White House officials, along with dozens of liberal religious leaders and several leading Democratic lawmakers, defended the policy Wednesday, describing it as a crucial protection for women who deserve birth-control coverage no matter where they work. The White House also publicized a support letter signed by 600 doctors and medical students. Nearly two dozen leaders of organizations including Catholics for Choice and the Central Conference of American Rabbis issued a statement saying the policy will “safeguard individual religious liberty” while helping “improve the health of women, their children, and families.”
The rule, enacted last month as part of Obama’s health-care overhaul, requires employers to provide female employees the full range of contraceptive coverage, including birth control, the “morning-after pill” and sterilization services. The measure exempts churches but covers religiously affiliated colleges and hospitals, meaning that many Catholic-run institutions would have to offer plans that church leaders say violate their teachings.
Catholic bishops have been leading the opposition to the rule by distributing letters and other materials to be shared with millions of worshipers.
The issue has exploded as a campaign theme, with GOP presidential candidate Mitt Romney and others accusing Obama of pursuing an anti-religion agenda.
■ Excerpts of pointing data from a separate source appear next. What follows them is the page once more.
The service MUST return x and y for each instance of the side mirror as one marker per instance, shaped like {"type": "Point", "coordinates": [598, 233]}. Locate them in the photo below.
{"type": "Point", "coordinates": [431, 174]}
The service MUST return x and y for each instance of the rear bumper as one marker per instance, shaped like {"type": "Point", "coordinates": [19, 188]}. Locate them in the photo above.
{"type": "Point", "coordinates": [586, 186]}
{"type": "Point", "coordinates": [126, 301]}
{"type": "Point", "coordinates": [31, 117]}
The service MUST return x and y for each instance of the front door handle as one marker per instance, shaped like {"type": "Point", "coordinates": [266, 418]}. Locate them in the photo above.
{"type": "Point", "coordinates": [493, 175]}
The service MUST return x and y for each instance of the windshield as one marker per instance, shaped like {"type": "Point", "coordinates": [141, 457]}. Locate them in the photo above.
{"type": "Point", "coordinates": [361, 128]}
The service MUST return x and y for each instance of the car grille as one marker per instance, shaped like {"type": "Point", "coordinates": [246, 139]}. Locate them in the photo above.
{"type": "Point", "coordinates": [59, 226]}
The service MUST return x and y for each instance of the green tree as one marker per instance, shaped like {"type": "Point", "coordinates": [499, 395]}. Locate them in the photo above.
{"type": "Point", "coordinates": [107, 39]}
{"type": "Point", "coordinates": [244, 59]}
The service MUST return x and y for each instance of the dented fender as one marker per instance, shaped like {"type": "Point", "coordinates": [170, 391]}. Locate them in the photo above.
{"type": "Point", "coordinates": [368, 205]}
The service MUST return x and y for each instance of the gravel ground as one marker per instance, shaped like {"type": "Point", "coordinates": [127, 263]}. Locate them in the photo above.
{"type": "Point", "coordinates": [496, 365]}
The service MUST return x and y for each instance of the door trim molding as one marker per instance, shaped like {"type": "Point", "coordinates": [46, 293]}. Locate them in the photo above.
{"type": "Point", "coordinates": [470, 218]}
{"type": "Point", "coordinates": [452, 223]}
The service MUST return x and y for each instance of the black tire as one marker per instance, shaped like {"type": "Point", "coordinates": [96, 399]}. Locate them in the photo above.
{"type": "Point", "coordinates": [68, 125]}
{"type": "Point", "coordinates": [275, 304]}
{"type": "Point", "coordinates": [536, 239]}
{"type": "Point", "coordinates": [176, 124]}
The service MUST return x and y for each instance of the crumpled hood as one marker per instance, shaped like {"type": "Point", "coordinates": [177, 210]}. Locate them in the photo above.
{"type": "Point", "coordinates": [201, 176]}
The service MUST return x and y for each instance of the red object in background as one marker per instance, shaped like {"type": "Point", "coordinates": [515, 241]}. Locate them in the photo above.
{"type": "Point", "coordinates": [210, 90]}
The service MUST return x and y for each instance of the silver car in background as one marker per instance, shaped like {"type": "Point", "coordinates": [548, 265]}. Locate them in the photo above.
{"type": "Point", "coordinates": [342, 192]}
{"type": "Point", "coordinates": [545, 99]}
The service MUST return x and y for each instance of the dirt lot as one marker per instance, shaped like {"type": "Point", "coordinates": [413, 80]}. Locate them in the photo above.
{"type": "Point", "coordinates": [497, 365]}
With their statements Wednesday, GOP lawmakers sought to elevate the controversy beyond a potentially narrow dispute over birth control into a larger battle over government intrusion
“In imposing this requirement, the federal government has drifted dangerously beyond its constitutional boundaries, encroaching on religious freedom in a manner that affects millions of Americans and harms some of our nation’s most vital institutions,” House Speaker John A. Boehner (R-Ohio) said in a rare speech on the chamber floor. “If the president does not reverse the attack on religious freedom, then the Congress, acting on behalf of the American people and the Constitution we are sworn to uphold and defend, must.”